My Thoughts: Patricia Polacco is one of my favorite authors and I often read several of her books during the Personal Narrative unit.  Most of her books are inspired by moments, people, and places in her life.  In the beginning of My Ol’ Man, there are authentic photographs from Polacco’s childhood.  This book would be great to read as you are teaching how writers use artifacts to generate notebook entries.  When writing about people, my students often make lists of what they like about a person.  This book will be great to use as a mentor text to help students move from list writing (“My dad likes tacos.  My dad takes me places.) to narrative writing (“One time my dad brought out this book of stamps.  I’ll never forget the time when my dad took me for a ride in his 1947 GMC truck.”)

August 24, 2009 at 2:15 pm 2 comments

57. The Dot by Peter H. Reynolds

the dot

Retell: Vashti is frustrated in art class.  She doesn’t have confidence in her artistic ability.  Her teacher tells her to start with a dot and see where it takes her.  Soon she experiments with dots of different colors, shapes and sizes and becomes pleased with the results.

Topics: art, writer’s block, creativity, experimentation

Units of Study: Personal Narrative

Tribes: personal best, appreciations/no put-downs, mutual respect

Habits of Mind: persisting, creating-imagining-innovating, responding with wonderment and awe, taking responsible risks, thinking interdependently

Writing Skills: dealing with writer’s block, revising

My Thoughts: Though this book is about art, readers will make the obvious connection to writing.  I love the message of this book—experiment and enjoy the process.  If I don’t read this out loud to my entire class, I will definitely use this in small group work to help struggling writers get over their fear of the blank page.  I like how at the end of the book Vashti helps another young artist get over his frustration.  It’s a good example of how learners help one another.

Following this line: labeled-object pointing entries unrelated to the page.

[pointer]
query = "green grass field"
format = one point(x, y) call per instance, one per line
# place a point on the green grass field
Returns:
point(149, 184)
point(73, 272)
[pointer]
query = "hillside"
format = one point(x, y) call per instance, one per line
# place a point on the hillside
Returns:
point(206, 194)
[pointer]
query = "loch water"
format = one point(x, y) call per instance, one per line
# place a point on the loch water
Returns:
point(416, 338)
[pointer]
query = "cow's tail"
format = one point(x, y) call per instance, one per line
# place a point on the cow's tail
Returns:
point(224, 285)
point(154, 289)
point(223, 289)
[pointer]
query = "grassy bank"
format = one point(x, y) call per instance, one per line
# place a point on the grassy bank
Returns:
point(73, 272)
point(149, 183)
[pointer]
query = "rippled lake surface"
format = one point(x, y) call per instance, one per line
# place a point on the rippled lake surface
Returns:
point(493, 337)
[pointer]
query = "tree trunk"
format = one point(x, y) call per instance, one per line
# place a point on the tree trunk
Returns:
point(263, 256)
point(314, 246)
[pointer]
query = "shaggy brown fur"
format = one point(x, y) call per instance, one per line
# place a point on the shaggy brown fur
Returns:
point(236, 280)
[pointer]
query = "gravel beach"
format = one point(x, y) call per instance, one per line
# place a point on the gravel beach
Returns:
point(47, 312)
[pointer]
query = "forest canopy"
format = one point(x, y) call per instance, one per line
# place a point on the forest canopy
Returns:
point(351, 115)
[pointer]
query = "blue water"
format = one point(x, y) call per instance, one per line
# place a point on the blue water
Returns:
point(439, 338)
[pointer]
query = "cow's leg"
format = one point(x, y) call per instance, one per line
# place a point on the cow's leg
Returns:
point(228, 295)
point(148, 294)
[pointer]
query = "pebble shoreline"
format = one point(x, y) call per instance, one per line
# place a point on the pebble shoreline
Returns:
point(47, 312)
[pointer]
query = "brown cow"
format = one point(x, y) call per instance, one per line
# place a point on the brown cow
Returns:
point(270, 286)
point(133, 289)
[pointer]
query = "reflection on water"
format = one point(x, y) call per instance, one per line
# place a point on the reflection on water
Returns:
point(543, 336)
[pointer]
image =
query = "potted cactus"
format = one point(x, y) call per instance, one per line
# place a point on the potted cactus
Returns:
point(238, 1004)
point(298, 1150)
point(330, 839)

August 23, 2009 at 3:53 am Leave a comment

56. What Joe Saw by Anna Grossnickle Hines

what joe sawRetell: Joe is always lagging behind the class.  His teacher and his classmates are always telling him to hurry up.  It’s not until a classmate stops to tie his shoes that he realizes why Joe keeps falling behind.

Topics: school, field trips, discovery, curiosity

Units of Study: Realistic Fiction, Talking and Writing about Texts

Tribes: appreciations/no put-downs, mutual respect

Habits of Mind: responding with wonderment and awe

Reading Skills: interpretation, inference

Writing Skills: using repetition, dialogue

My Thoughts: The main character in this book reminds me of my sweetheart.  When we’re on route somewhere he always stops to smell the flowers on butterfly bushes or picks fruit from trees.  If I’m in a hurry it can be frustrating at first, but most of the time it’s worth it to be a few minutes late.  I appreciate how he makes me slow down and notice the world around me.  What Joe Saw is a good book to read when you want your class to discuss the importance of paying attention to small details.  However, you may not want to read this book to your class just before going on a field trip.  It may be good to read during an interpretation unit.  I can imagine having interesting discussions about the  individual vs. the group.